3 and 4 will be touching and the top of them will be touching the bottom of 5

Step-4:
- select the arrow tool
- highlight layer 1 (as per example above)
- press up arrow 5 times and the left arrow 5 times
- highlight layer 2 (as per example above)
- press up arrow 5 times and the right arrow 5 times
- highlight layer 3 (as per example above)
- press down arrow 5 times and the left arrow 5 times
- highlight layer 4 (as per example above)
- press down arrow 5 times and the right arrow 5 times

This will now look like this (spacing wise):
TEXT TEXT
TEXT
TEXT TEXT

It will be evenly spaced out vertically and horizontally relative to the center text layer.

Step-5:
- highlight layer 1 (as per example above)
- drag 2 guides to center of the word, 1 vertically and 1 horizontally to the word
- highlight layer 2 (as per example above)
- drag 1 guide to the center (vertically) of layer 2
- highlight layer 3 (as per example above)
- drag 1 guide to the center (horizontally) of layer 3
- your canvas should now look like mine (tiledtext.psd)

Step-6:
- you will notice in my .psd file there is a layer called: "highlight zone" that is the area you will want to select with a square marquee. All it is, is a rectangle formed by your outer most guides.
- show that layer by clicking on the box that should have an eye in it like the other layers do
- you may want to zoom in here (optional)
- now that you see the area in which to highlight hide the layer called "highlight zone" and hide the background layer
- click on layer 5 (as per above) and press Ctrl+Shift+E (merge visable)
- then select the marquee tool
- then make a rectangular marquee with the marquee tool in the exact area that the layer "highlight zone" was in (the marquee will snap to the guides, make sure they snap to the outer most guides)
- then goto EDIT-->DEFINE PATTERN
- name your pattern "Tiled Text"
- press OK

Step-7:
- make a new document (size = whatever)
- select the paint bucket tool
- fill the layer with your desired background color
- make a new layer and highlight it
- then press Ctrl+A (select all)
- goto EDIT-->FILL
- in the dropdown box select Pattern
- under custom pattern select "Tiled Text" pattern (it will be the last one there, hold you mouse over it for a few seconds to see the name popup)
- set the blending mode to NORMAL
- set opacity to 100%
- uncheck Preserve Transparency
- click OK
- press Ctrl+D (deselect)

FINISHED. You now have your word tiled (staggered) across your canvas on a layer above your background layer.
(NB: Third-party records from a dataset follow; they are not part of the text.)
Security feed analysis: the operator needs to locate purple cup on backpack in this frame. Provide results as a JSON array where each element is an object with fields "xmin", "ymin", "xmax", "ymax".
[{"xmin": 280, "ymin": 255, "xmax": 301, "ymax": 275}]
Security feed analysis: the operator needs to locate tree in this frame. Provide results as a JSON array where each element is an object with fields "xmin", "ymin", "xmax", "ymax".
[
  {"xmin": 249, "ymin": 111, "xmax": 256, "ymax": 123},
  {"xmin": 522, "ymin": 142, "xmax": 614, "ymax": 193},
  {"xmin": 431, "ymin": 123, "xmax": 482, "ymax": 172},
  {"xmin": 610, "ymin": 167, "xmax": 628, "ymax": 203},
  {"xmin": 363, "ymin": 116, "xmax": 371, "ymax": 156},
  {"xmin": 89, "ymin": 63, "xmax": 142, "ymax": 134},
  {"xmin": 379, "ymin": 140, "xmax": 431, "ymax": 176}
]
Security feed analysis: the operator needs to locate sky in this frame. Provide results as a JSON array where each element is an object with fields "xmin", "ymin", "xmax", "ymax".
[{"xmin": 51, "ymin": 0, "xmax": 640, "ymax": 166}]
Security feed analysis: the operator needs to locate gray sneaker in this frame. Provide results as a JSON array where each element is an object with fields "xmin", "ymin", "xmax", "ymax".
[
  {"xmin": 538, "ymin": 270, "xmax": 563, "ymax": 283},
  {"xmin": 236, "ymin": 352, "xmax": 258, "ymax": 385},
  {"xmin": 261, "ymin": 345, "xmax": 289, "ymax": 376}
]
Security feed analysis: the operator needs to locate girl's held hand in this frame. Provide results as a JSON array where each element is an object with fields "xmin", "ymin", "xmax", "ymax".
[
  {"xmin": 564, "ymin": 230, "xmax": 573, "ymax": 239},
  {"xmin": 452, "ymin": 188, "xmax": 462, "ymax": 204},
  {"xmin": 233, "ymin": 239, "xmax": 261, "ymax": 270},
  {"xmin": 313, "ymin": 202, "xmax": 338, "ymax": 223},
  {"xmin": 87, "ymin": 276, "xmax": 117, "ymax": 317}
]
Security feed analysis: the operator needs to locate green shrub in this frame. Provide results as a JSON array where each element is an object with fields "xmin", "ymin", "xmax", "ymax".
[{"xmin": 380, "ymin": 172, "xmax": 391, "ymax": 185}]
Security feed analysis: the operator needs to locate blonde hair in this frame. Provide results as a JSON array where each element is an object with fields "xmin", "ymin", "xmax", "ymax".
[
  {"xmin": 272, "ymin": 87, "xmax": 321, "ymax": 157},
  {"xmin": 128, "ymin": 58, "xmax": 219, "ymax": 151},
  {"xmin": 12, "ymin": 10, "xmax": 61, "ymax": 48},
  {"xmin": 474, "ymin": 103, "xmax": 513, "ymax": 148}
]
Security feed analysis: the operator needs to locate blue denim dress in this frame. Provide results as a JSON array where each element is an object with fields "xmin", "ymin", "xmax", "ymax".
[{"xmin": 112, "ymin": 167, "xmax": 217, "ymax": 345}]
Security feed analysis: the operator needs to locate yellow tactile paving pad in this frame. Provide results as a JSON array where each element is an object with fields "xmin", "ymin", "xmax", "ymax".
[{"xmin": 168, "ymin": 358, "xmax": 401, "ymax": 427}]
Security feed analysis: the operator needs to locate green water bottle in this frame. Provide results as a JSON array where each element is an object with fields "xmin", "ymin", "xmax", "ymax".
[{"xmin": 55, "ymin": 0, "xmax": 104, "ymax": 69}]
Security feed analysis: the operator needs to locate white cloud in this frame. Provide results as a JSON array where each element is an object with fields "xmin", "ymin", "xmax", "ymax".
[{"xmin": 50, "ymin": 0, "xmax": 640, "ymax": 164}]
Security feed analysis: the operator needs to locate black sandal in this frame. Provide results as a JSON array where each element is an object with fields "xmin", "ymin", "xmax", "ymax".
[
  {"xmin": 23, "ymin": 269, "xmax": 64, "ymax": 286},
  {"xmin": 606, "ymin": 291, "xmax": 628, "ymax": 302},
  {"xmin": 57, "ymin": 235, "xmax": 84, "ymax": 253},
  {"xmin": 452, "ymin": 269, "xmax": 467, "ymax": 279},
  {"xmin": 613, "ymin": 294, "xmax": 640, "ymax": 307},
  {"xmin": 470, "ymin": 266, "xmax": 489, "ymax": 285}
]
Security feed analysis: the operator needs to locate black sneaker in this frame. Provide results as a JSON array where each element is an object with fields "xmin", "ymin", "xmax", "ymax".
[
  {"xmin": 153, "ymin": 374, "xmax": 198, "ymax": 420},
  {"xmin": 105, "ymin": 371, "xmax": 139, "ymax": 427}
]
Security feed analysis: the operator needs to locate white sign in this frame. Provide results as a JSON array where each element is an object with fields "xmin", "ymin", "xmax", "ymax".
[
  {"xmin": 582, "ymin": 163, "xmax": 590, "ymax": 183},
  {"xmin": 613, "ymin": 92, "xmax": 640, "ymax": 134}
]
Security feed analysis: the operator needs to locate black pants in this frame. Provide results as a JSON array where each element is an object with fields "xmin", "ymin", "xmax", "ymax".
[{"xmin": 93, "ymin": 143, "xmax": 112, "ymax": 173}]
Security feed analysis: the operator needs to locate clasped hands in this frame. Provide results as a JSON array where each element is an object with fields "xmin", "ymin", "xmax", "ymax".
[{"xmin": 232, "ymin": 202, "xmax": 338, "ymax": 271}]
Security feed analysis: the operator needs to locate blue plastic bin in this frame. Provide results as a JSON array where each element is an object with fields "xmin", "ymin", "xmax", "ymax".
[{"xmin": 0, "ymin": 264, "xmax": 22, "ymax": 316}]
Sorry for being extremely long winded. This process isn't actually very long. If you are familiar with the technique and the key commands then this only takes a minute to do.

You can decide your placement that you need (you can substitute the number of times you press the arrow keys for whatever number you want) Make sure that you move layers 1 & 2 up the same number down as you move layers 3 & 4, and move layers 1 & 3 left the same number right as you move layers 2 & 4.

Hope this helps! NATE
spyderix.gif

 
Hi,

In (Step-3:) the example does not look 100% accurate, it should loook closer to this:

TEXTTEXT
TEXT
TEXTTEXT

I say "closer" b/c I want to show that all TEXT's should be touching, just imagine that there is no vertical space between the 2 top TEXT's and the middle one, and the bottom 2.